Along these lines, I was interested to read the latest survey from G4S, which says that we’ve become a nation of abusive shoppers.

One in twenty people believe it’s morally acceptable to verbally abuse a store worker who they believe has offered poor customer service and “150,000 Britons” believe they would be justified in physically abusing an employee.

“Worryingly,” says the survey, “many Britons do not perceive that there is anything wrong in this behaviour”.

While I’m always a little sceptical about over-arching conclusions drawn from a limited number of interviews (this time, 1002 conducted online), I can well believe this one.

We live in an increasingly aggressive society with ever weakening boundaries between what is, and is not, acceptable. Violence is never far from the surface so it’s inevitable that this sad failure to civilise will spill out at the shops.
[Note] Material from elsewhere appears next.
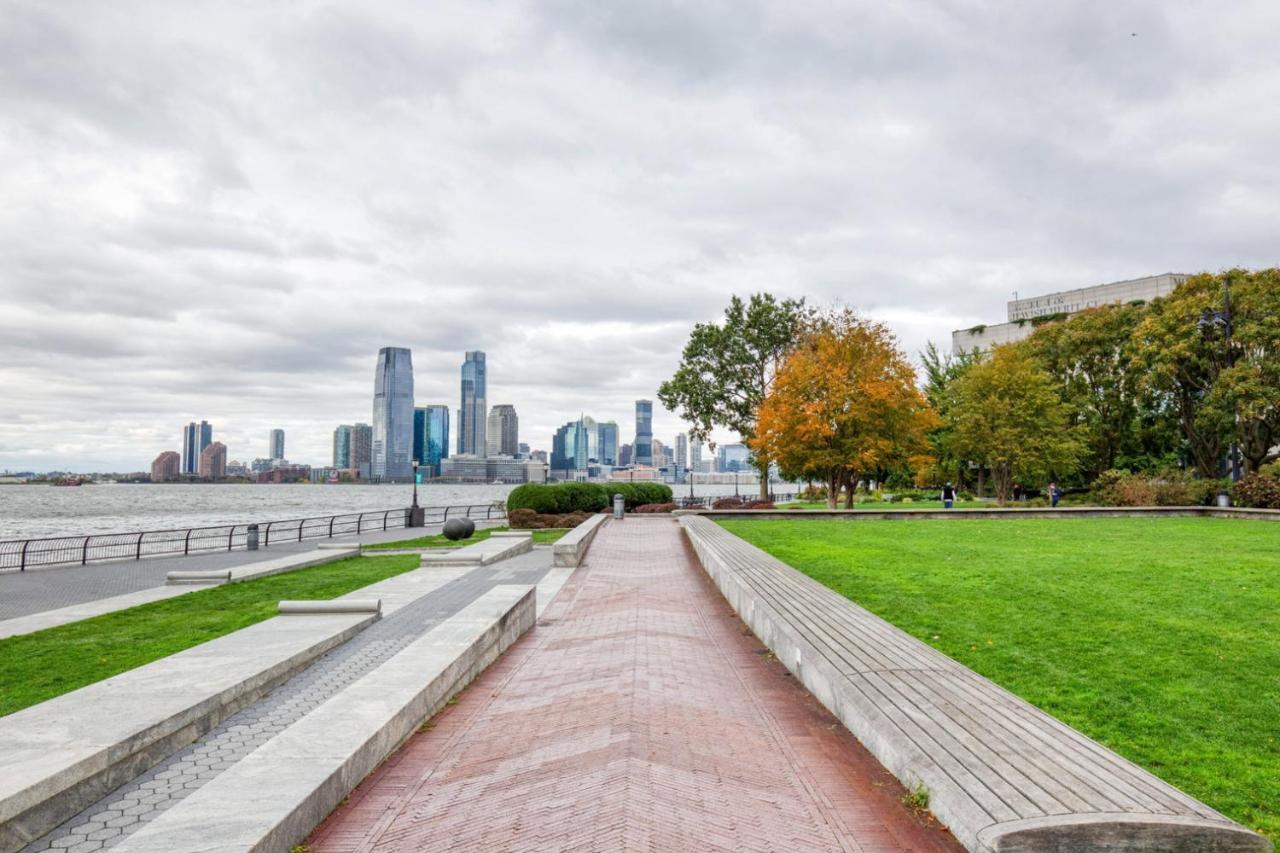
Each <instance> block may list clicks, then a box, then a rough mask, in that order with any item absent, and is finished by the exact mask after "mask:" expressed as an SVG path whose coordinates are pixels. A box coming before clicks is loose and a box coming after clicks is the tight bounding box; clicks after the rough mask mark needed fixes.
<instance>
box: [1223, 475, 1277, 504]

Many regard retail crime as victimless. That’s never true, especially when a shop worker – often earning not much more than they could get on benefits – is on the other end of some lout’s aggression.

I did see in the notes with this survey that it was carried out with “1002 GB adults aged 16-64”.

Since when was a 16 year old an adult in this country?

I’m not trying to excuse the feral aged who can be alarmingly rude to the poor shop worker, but I’d like to have seen whether or not younger interviewees were more prone to this propensity for violence.

The increasing police call outs to schools – which are meant to exert authority but too often don’t – might suggest that’s the case.

It also suggests that – sad though it is – as long as our stores stay trading there will be an increasing need for both electronic security technology and trained officers.

Spirit of realism

On the subject of recession, I think with the New Year we might get a new spirit of realism as this industry faces the national downturn.

I would recommend anyone who wants a searching, state-of-the-nation assessment to read the comments from Alun John, CEO of Norbain SD, who pulls no punches about security prospects and changes we may expect.

Surprisingly, given the national business mood, this is not necessarily a gloomy read, rather a refreshingly realistic one on how security will be delivered and what types of changes there are likely to be in demand – which, fortunately, is a given.

His comments have already struck a chord – one independent US-based website describes it as “the best security executive interview I have ever seen”.

Says the website: “I strongly encourage you to read the extensive interview as it is an excellent and thorough examination of the state of the security industry.”

Nasty line-up

Forget the honours – who are the New Year Nasties?

Even discounting weasley Westminster, there’s no shortage of contenders here.

How about the greedy power companies determined to bleed their customers dry even though their wholesale costs have tumbled?

Or there’s the money-grubbing train operators upping fares way above current inflation when many passengers are either not getting an annual pay rise or taking a pay cut.

Then there are the banks. Despite the bail out with GB pound 37bn of our money they’re still sitting on it, keeping interest charges high and not lending to UK businesses.

But maybe we shouldn’t be too harsh on them. They are facing increasing security problems from the inside.

In my last newsletter I mentioned the increasing dangers of company information going missing at the hands of employees (see “Devils in our Midst” at the bottom of this article).

Now, according to this report the turbulent economy is making banks much more prone to fraud by their own staff.

“Downsizing” of their staff means they’re employing more transient workers who have access to customers’ sensitive bank details on a daily basis.

I’m among the majority of people who feel uneasy about answering a personal details or history question over the phone, according to the survey.

A customer’s voice biometrics is said to be the answer. Biometrics has gained public acceptance and is making great strides into other areas of security so I don’t see why it couldn’t succeed here.

But I can see a whole new danger from unemployed Rory Bremner/Alistair McGowan-style impressionists trying to get at the accounts of the rich and famous, especially those easy targets.

“Yes of course this is Sir Bob Geldof and I want my ******* money.”